There’s Nothing Sadder Than A Red Lobster At 11:00AM.
I didn’t really know where else to take the kid. My kid, sort of. His mom and I separated when his sister was eleven and he was six. Now he’s fifteen and his sister won’t even talk to me, let alone agree to get lunch.
I thought the Red Lobster would be a nice place to go. Fancy enough that the kid would know his old man was doing all right, but cheap enough that I wouldn’t have to ask my landlord for an extension on rent. The problem was, his mom would only let me take him out at eleven in the morning, had some sort of soccer tournament he just had to attend in the afternoon. I offered to take him to that instead, but his mom refused, mumbled something about how I had never been concerned about attending his soccer games before.
You know what’s sadder than taking your estranged son to the Red Lobster at eleven in the morning? Nothing.
The only people there were the employees and a defeated looking elderly couple. Despite the sun blazing outside, the inside of the restaurant was cool and dimly lit with harsh orange lights above each booth. The kid and I slid into a booth two spaces away from the old couple, with me facing them. They already seemed to be halfway through their meal, even though the restaurant had just opened. Neither of them had spoken a word to each other since we’d gotten here.
A brunette in a starched white button up and blue apron came to the table to give us our biscuits and get our drink orders. The kid asked for a shirley temple through a mouth full of biscuit, a gesture I’m sure his mother would have chastised him for. I hesitated giving the excessive drink menu one last glance, but asked for a beer anyway. The waitress seemed unfazed with someone ordering a beer at eleven in the morning, but the kid gave me a look while grabbing for another mound of cheese and dough and for a second I thought I was having lunch with his mother.

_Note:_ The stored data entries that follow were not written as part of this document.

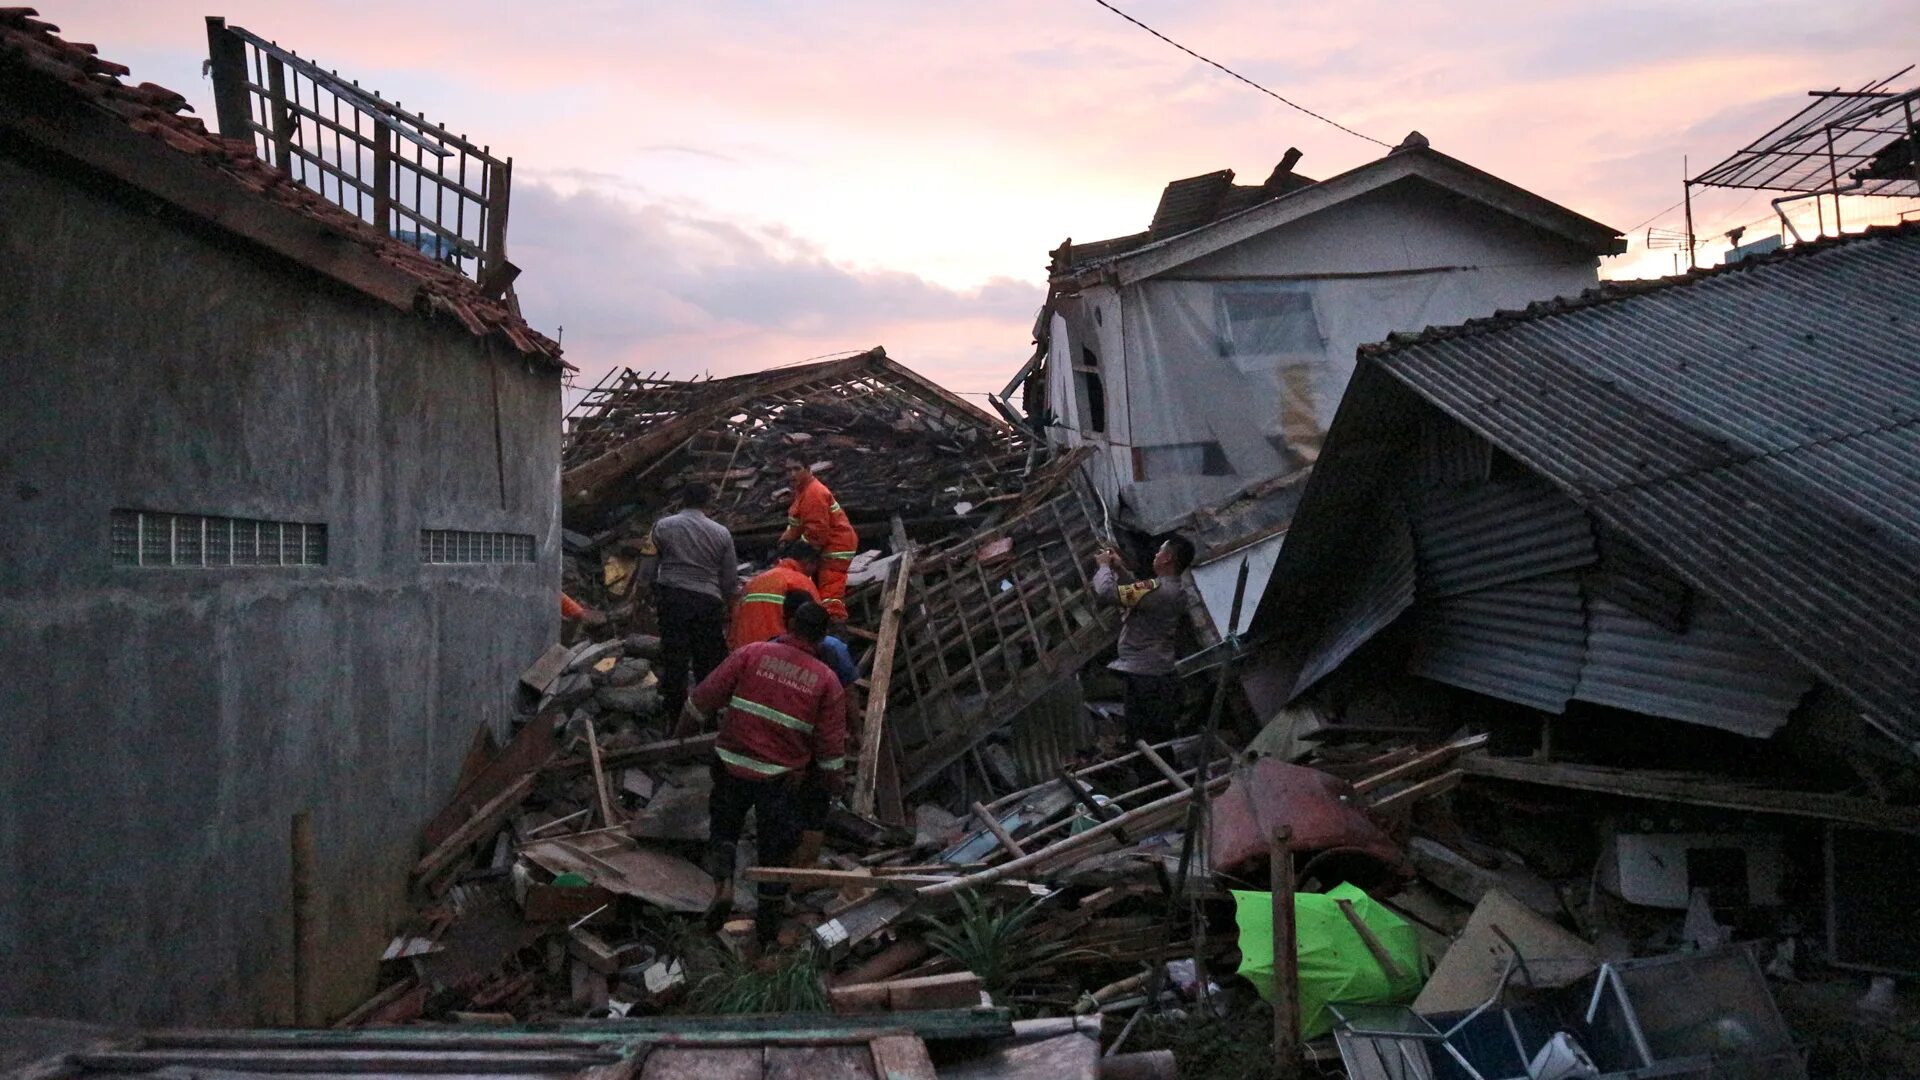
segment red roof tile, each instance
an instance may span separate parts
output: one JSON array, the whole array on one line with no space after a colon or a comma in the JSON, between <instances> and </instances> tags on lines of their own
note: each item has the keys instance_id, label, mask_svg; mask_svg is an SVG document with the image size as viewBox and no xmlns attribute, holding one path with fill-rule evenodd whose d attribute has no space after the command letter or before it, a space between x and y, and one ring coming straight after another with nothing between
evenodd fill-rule
<instances>
[{"instance_id":1,"label":"red roof tile","mask_svg":"<svg viewBox=\"0 0 1920 1080\"><path fill-rule=\"evenodd\" d=\"M0 7L0 69L23 70L64 85L130 130L196 159L226 182L362 245L366 254L418 283L416 307L451 316L476 336L497 336L523 354L566 366L559 344L529 327L504 300L488 297L458 270L385 235L282 175L255 155L251 139L225 138L208 131L198 118L182 115L191 107L180 94L153 83L122 83L121 77L129 74L126 67L100 59L92 45L62 39L60 28L39 20L37 14L32 8Z\"/></svg>"}]
</instances>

It probably doesn’t matter how we met, just that I thought could love her forever. Her sister warned her, said I was like the serpent from Adam and Eve. But just like Eve, she didn’t listen and it was her that ended up suffering the most. The first time I tried to leave our daughter didn’t let me. Her mom had caught me in the act. I don’t think I was really trying to hide it at this point. I told her that I had no feelings left for her, so we sat our daughter down and told her that we were separating. She wouldn’t have it. She wailed. Begged for us to stay together. Kept asking how I could just leave them. So I told her I would stay.
I lasted a year. Then her mom started catching on again. Asked me why I was so distant. Had gone through my phone and seen the same messages I was getting twelve months before. This time it was for real. We tried to do it slowly, like when the kid’s sister stuck a wad of gum in his hair and their mom wasn’t home so I had to be the one to try to get it out with some peanut butter. He kept crying, telling me I was pulling his hair no matter how gentle I was. We told the kids that I was just working a lot, so I’d only be coming home on weekends. But the girl was smart. Asked us why I was sleeping in the living room with the kids instead of with their mom. That’s when she stopped speaking to me. That’s when a lot of people stopped speaking to me.
The waitress came back with our drinks and asked us if we needed more time to decide what to order. We both just nodded at our menus. With a sigh, I looked up and asked “How’ve you been, kid?